I shrugged and that’s when she slapped me.

“I’ve missed you too Baby.” I said as I allowed the cold rain to numb the sting, she always had venom in her swing, and always found ways to release it on me.

“Here’s your Goddamn money you jack ass!”

She thrust a paper bag my way, I could see her eyes from under the veil, only for a moment, those eyes that had seen too much, green eyes like the jealous rage of a jilted lover. As soon as I had caught a glimpse, she hid them away readjusting her hat which released a few strands of her chestnut hair that drifted across her face. I reached up to brush them aside, she allowed me to do it, and for a second it seemed just like the old days, then she turned away, just like she did before.

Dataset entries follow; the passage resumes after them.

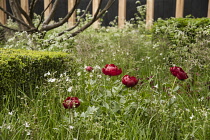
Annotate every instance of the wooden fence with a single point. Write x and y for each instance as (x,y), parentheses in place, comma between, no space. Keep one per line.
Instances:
(179,10)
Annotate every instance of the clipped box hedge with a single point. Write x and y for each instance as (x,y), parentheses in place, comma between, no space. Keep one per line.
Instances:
(24,69)
(181,31)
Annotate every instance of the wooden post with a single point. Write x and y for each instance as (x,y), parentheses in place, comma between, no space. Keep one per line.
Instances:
(72,19)
(208,15)
(47,12)
(95,7)
(3,18)
(179,8)
(121,13)
(150,13)
(24,5)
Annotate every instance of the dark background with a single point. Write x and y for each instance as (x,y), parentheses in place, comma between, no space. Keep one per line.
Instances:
(163,9)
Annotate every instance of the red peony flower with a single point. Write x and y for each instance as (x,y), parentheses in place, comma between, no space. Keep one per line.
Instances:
(111,70)
(182,75)
(71,102)
(129,81)
(178,72)
(89,68)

“How’s your new husband?” I asked.

She replied with another smack to the face, like a firecracker, short, sharp and full of sparks.

“I deserve that.”

“You’re Goddamn right you deserve that! I haven’t heard form you in three years and now you show your face again, asking for money. What’s it for this time? You knocked up some broad? Got mixed up with sharks again? What is it this time huh?”

“It’s nothing like that, it’s, business.”

“Business, yeah, I know all about your business

“Hey, you know what I do, I never lied about that, and I didn’t hear you complaining when little Scotty was out of the picture, thanks to me!”

“Thanks to you! You nearly got me killed that night!”

“But I didn’t did I! No, I saved your scrawny ass yet again, and you repay me by running off with him!”

She raised her hand again, I wasn’t going to take another hit from her, and I grabbed her arm before she could make contact.

“You get your hand off me!” She said, as she yanked and pulled herself free, “You don’t have the right anymore.”

The strands of hair danced across her face again, and I reached up to move them, she didn’t move, didn’t even flinch. I miss those days.

“Why d’you do it baby?” I asked.

“I didn’t have much of a choice.”

“We always have a choice.” I said as I pulled her close, the ominous rain lashed down in sheets, it cooled the heat but we both knew where this was going, it was the same place it always went. It had been too long since I had felt those lips press against mine and the feeling of her waist as I slid my arm around its slender curves; it was like the first kiss of spring breaking the winter’s frost. It had been too long, three years of blood and sweat and grime, but it was all leading to this moment. As if it could of lead anywhere else, she was always dumb enough to come looking for me eventually, and I was always drunk and stupid enough to wind up at her door. I kissed her again.

“It was always you baby,” I whispered to her “always you.”